- To predict the quality of wine while incorporating unsupervised learning techniques.
- We've been tasked to find drivers of wine quality for the California Wine Institute.
- We've been given 2 datasets, one for red wine and one for white wine and are variants of the Portuguese "Vinho Verde" wine.
- Higher amounts of Alcohol present determines the quality
- Volatile acidity content in the wine will affect the quality
- Chlorides content in the wine will affect the quality
- Density has an affect on quality
- Acquire the data from Data.World as CSVs
- You will need to use the winequality_red.csv and winequality_white.csv
- Combined red (1599 Rows / 12 columns) and white (4898 Rows / 12 columns) csv's into one dataframe into a variable.
- Shape after Merge: 6497 Rows, 12 Columns
- Null Check: No Null Values
- Created is_red column for feature engineering in modeling
- We narrowed the dataframe to 6 Columns to work with
- Quality, Chlorides, Volatile Acidity, Density, Alcohol, Is_red
QUESTIONS OF THE DATA
-
How does volatile_acidity effect quality?
-
How does chlorides content effect quality?
-
How does density effect quality?
-
How does alcohol content effect quality?
- Use drivers in explore to build predictive models of different types
- Evaluate models on train and validate data
- Select the best model based on accuracy
- Evaluate the test data
Feature | Dtypes | Definition |
---|---|---|
Volatile Acidity | float | Acidity measured in grams per liter |
Chlorides | float | Chlorides in mg per liter |
Density | float | Measured in grams per liter |
Alcohol | float | Alcohol by volume |
Quality | int | Quality is a target variable in the dataset, indicating the overall quality or rating of the wine |
Is red | int | 1 = red / 0 = white binary |
- Clone this repo (both the CSVs)
- Save both csv's into local folder
- Run notebook
- RandomForest was the best at very surface level tuning
- It became overfit with more hyperparameters
- Even with only 5 features, it performed very well
- Ended up using volatile acidity, chlorides, density, alcohol, is_red to predict quality in wines.
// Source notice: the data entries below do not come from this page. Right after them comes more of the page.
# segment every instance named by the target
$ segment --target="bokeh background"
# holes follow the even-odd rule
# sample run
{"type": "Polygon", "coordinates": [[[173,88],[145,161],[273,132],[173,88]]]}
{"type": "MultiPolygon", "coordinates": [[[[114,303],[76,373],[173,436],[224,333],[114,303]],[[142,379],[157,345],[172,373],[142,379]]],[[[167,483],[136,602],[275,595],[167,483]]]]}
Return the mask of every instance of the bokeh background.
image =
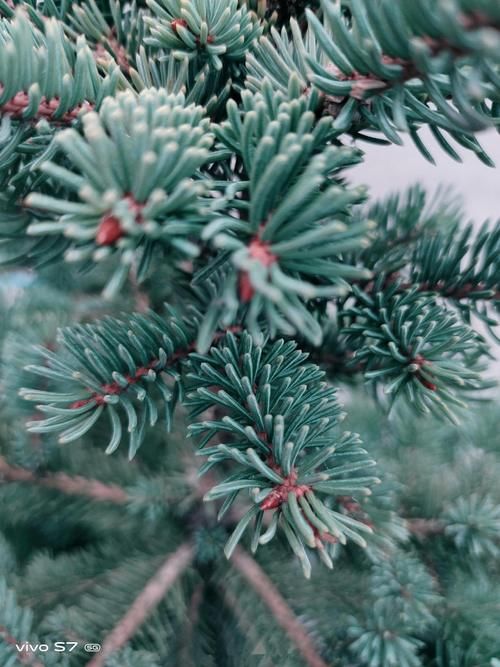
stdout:
{"type": "Polygon", "coordinates": [[[463,162],[455,162],[426,128],[422,128],[419,135],[430,149],[435,165],[419,153],[411,139],[407,139],[404,146],[362,144],[366,160],[351,171],[352,179],[369,185],[371,195],[377,198],[400,192],[416,182],[422,183],[429,192],[440,185],[449,186],[463,199],[469,219],[478,225],[488,218],[500,219],[500,134],[490,130],[477,137],[497,169],[487,167],[460,147],[457,153],[463,162]]]}

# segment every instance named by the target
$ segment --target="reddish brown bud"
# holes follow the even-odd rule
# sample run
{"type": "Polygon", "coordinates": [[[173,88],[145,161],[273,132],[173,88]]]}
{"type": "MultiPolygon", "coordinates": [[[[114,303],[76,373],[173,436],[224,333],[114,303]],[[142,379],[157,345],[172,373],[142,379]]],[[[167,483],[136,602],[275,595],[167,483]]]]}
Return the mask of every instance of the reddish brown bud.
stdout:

- After running 594 Models with various iterations and scalers we determined that the best model was:
- Total of 3 Clusters
- Scaled with StandardScaler
- Hyperparameters:
- n_estimators = 300
- max_depth = 6
- min_samples_split = 10
- min_samples_leaf = 1
- Random Forest Classifier output train accuracy of .601 and validate accuracy of .556
- Test Data Ran through the model returned a test accuracy of .562
- Recommend running the models to predict quality by keeping the color types of wine split.
- This could enable for a more fine tuned model in determining quality.